Bank of China last month shortlisted six banks for a separate $6.5 billion-equivalent sale of offshore perpetual securities that will convert into equity if the bank’s capital drops to a level considered unsafe.
ICBC Macau is meeting investors in Hong Kong and Singapore this week ahead of a planned U.S. dollar-denominated Reg S subordinated 10-year note sale, while parent ICBC has selected seven banks for an offshore perpetual securities offering of as much as $5.7 billion.
Most regulatory capital sales from Chinese banks this year have been in the local market. Four of China’s five biggest banks — ICBC, Bank of China, Agricultural Bank of China Ltd. (3988) and Bank of Communications Co. — sold yuan-denominated subordinated securities last month with a 5.8 percent coupon.
Soured Loans
Tier 1 capital consists of common equity and additional securities that have equity-like characteristics, such as having no fixed maturity and being subordinate to most other claims. Under China’s banking rules, systemically important banks need a minimum Tier 1 capital ratio of 9.5 percent, with total buffers of 11.5 percent, before the end of 2018. As much as 2 percentage points of that can be in Tier 2 capital, which includes items such as undisclosed reserves and subordinated term debt.
China’s five biggest banks, including China Construction Bank, had soured loans of 395.7 billionyuan as of June 30 and an average non-performing loan ratio of 1.05 percent, China Banking Regulatory Commission data show.
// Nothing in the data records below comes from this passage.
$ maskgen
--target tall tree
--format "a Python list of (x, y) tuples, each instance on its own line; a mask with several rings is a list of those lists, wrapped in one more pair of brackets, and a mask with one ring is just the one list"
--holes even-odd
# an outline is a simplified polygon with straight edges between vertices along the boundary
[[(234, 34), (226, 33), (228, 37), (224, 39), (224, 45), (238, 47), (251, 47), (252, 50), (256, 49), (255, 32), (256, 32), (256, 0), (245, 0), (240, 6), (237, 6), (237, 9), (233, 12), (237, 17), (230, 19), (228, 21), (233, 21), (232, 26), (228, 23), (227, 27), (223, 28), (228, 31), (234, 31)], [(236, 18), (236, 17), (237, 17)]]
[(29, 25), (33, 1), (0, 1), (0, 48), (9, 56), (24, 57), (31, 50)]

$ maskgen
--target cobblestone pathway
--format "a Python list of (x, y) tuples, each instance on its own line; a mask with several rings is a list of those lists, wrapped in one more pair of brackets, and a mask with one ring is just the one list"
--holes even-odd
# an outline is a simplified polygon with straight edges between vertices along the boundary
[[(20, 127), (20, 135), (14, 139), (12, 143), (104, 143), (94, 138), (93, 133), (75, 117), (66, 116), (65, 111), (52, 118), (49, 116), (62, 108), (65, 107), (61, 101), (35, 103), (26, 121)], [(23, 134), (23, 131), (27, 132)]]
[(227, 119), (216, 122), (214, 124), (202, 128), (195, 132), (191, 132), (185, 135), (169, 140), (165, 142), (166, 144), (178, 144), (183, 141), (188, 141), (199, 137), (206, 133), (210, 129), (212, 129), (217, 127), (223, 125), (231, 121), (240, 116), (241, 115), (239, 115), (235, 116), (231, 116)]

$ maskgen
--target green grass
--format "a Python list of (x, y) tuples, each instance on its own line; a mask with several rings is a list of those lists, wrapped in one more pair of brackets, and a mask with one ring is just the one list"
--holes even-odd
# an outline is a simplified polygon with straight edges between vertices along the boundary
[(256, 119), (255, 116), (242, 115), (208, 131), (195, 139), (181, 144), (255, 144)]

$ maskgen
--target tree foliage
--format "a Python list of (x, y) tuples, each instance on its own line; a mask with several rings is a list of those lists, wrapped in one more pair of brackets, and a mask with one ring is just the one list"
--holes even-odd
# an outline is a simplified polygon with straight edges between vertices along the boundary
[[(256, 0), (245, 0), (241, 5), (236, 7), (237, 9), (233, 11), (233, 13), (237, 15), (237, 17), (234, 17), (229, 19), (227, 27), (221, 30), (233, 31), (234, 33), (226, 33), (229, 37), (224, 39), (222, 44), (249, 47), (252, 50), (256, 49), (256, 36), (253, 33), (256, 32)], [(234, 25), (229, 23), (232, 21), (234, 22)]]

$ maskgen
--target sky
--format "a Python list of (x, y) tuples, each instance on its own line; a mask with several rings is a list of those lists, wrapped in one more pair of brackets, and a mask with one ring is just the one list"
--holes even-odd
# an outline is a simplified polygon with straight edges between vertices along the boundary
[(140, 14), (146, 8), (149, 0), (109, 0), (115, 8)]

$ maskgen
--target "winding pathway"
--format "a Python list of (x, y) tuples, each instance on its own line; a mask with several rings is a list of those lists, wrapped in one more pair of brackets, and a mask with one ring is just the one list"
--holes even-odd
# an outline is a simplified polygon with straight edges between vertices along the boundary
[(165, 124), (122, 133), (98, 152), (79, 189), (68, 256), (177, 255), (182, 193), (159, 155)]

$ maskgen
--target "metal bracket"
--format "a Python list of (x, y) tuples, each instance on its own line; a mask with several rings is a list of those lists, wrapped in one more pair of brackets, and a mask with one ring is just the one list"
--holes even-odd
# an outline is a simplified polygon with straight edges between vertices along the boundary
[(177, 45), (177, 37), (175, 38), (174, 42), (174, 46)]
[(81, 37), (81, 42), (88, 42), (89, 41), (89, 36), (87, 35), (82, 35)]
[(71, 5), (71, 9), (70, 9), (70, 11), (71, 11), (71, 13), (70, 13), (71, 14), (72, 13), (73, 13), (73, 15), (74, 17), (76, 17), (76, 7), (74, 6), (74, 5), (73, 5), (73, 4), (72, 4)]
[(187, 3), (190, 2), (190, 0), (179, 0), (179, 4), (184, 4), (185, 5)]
Bank of China said it had more than doubled the amount it set aside for bad loans last month as profit growth cooled to the slowest pace in five quarters amid a weakening economy. Its capital adequacy ratio, a measure of financial strength, was 11.8 percent, down from 12.5 percent in December. Its Tier 1 buffer was 9.37 percent.
Bad loans reduce a bank’s profit, forcing it to strengthen its balance sheet with more capital, and can discourage savers.
“The interim reports we’ve seen so far suggest that asset quality has deteriorated further in the second quarter and there’s no sign of a turnaround yet,” Tang Yayun, a Shanghai-based analyst at Northeast Securities Co., said by phone Aug. 22.